While the government characterised the ANC's armed struggle as an obstacle, the ANC said that it was defensive and could not be abandoned without a curtailment of violence by the police and organised groups acting with the support or complicity of state forces. The government asserted that mass mobilisation by the ANC and other anti-apartheid organisations was inherently violent and therefore also an obstacle. However, the ANC asserted the right of the majority of South Africans, deprived of political rights and mechanisms to address their grievances, to engage in mass action.

Differences over these issues were sharply expressed immediately after the Pretoria meeting. At a press conference afterwards Nelson Mandela criticised the government for police violence: 'Until the government tames the police we will continue to be dissatisfied.' An ANC advertisement placed in the press to explain the agreement said that the suspension of armed action was conditional on restraint by the police, and that it did not mean the dissolution of Umkhonto we Sizwe. It also said that mass action would continue.
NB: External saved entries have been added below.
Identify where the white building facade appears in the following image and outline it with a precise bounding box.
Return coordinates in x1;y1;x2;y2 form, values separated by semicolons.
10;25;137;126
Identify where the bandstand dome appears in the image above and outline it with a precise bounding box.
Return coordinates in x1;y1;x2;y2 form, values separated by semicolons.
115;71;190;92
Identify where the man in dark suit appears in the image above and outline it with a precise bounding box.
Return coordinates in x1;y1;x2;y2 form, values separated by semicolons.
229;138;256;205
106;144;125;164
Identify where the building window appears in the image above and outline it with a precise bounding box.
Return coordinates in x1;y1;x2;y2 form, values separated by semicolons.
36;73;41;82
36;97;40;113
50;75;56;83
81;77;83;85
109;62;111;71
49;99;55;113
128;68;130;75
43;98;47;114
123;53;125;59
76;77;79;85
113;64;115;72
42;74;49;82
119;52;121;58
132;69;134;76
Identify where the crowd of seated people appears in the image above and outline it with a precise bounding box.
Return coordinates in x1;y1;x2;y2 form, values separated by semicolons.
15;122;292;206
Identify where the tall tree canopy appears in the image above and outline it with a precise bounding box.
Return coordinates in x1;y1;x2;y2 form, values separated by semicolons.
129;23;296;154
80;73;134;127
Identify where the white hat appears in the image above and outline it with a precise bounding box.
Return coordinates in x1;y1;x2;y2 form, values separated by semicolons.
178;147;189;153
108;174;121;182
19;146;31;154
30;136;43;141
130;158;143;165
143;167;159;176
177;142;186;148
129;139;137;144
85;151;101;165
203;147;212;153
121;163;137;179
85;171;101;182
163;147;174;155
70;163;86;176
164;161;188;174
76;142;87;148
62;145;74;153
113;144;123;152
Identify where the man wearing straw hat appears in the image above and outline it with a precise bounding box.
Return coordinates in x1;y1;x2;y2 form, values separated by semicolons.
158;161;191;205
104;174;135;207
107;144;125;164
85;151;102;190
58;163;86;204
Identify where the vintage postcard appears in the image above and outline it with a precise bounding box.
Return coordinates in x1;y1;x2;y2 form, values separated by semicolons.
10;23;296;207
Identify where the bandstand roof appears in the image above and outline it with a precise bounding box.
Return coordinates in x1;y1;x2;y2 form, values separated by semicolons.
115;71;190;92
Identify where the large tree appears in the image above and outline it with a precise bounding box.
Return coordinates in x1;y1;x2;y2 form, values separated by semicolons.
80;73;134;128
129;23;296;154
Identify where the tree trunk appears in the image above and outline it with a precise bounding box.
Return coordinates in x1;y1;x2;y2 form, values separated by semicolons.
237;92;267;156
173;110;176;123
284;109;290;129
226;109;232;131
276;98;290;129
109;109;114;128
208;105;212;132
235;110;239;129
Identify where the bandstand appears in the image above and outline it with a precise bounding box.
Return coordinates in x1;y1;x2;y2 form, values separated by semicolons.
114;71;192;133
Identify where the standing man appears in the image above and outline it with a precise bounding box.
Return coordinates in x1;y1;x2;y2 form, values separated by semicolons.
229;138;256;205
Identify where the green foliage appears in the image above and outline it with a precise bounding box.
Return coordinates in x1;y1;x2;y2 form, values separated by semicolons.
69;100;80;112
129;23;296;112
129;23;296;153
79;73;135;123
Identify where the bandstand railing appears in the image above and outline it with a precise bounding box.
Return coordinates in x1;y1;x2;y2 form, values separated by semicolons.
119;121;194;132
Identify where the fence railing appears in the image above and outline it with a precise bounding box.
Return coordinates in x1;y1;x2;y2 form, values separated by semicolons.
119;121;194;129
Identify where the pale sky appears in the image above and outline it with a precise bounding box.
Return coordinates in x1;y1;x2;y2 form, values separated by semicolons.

Over the next five months conflict over this issue led to disagreements and eventually deadlock in the Paragraph Three Working Group on the armed struggle, and to disagreements and delays in the interpretation and implementation of the agreements on pardon and indemnity.

Having failed at the Pretoria meeting to secure an end to mass action in the form of boycotts, stayaways and strikes, the government attempted to broaden the scope of the ANC's suspension of armed actions by asserting that mass action was related to armed struggle and should therefore also have been suspended. At the same time it tried to link the issue to the release of prisoners and return of exiles.

Although it accepted the recommendations of the working group on pardon and indemnity, in October the government, after some delay, issued guidelines on the processes of pardon and indemnity which introduced a new element. The process of release and return was explicitly linked to 'progress under Paragraph Three of the Pretoria Minute'. This linkage was repudiated by the ANC as inconsistent with the agreements reached at the working group. The working group's proposals, contained in a report completed at the end of August and accepted by the cabinet, contained nothing to justify such a linkage.

There were related disagreements and delays over the procedures for the return of exiles.

These delays and government attempts to impose a re-interpretation of Paragraph Three of the Pretoria Minute led to allegations that it was using prisoners and exiles as hostages.

It was only in February 1991, after extended deadlock at the Paragraph Three Working Group, that a report of the working group was accepted at a meeting between ANC and government delegations led by Mandela and De Klerk. The government undertook to proceed with the release of political prisoners and return of exiles as previously agreed.

The final report of the working group defined the activities 'related to armed action' and therefore suspended by the ANC in terms of the Pretoria Minute. In spite of the earlier government attempts to broaden the definition, the report listed these activities only as 'statements inciting violence', and aspects of military activity: armed attacks; infiltration of 'men and materials'; creation of underground military structures; threats of armed action; and military training inside South Africa.

The report accepted the right of 'the population at large' to engage in peaceful demonstrations, thereby affirming the right to mass action which the government had challenged.

The agreement also included an undertaking by the government, in the words of an ANC press statement, 'to instruct its security services and counter-insurgency units, in keeping with the spirit of this agreement, to desist from harassment of ANC members, supporters and members of Umkhonto we Sizwe'.

In addition, the report of the working group recommended that further attention be given to community self-defence units. Proposals for the establishment of such units by the ANC arose directly out of the problem of state violence.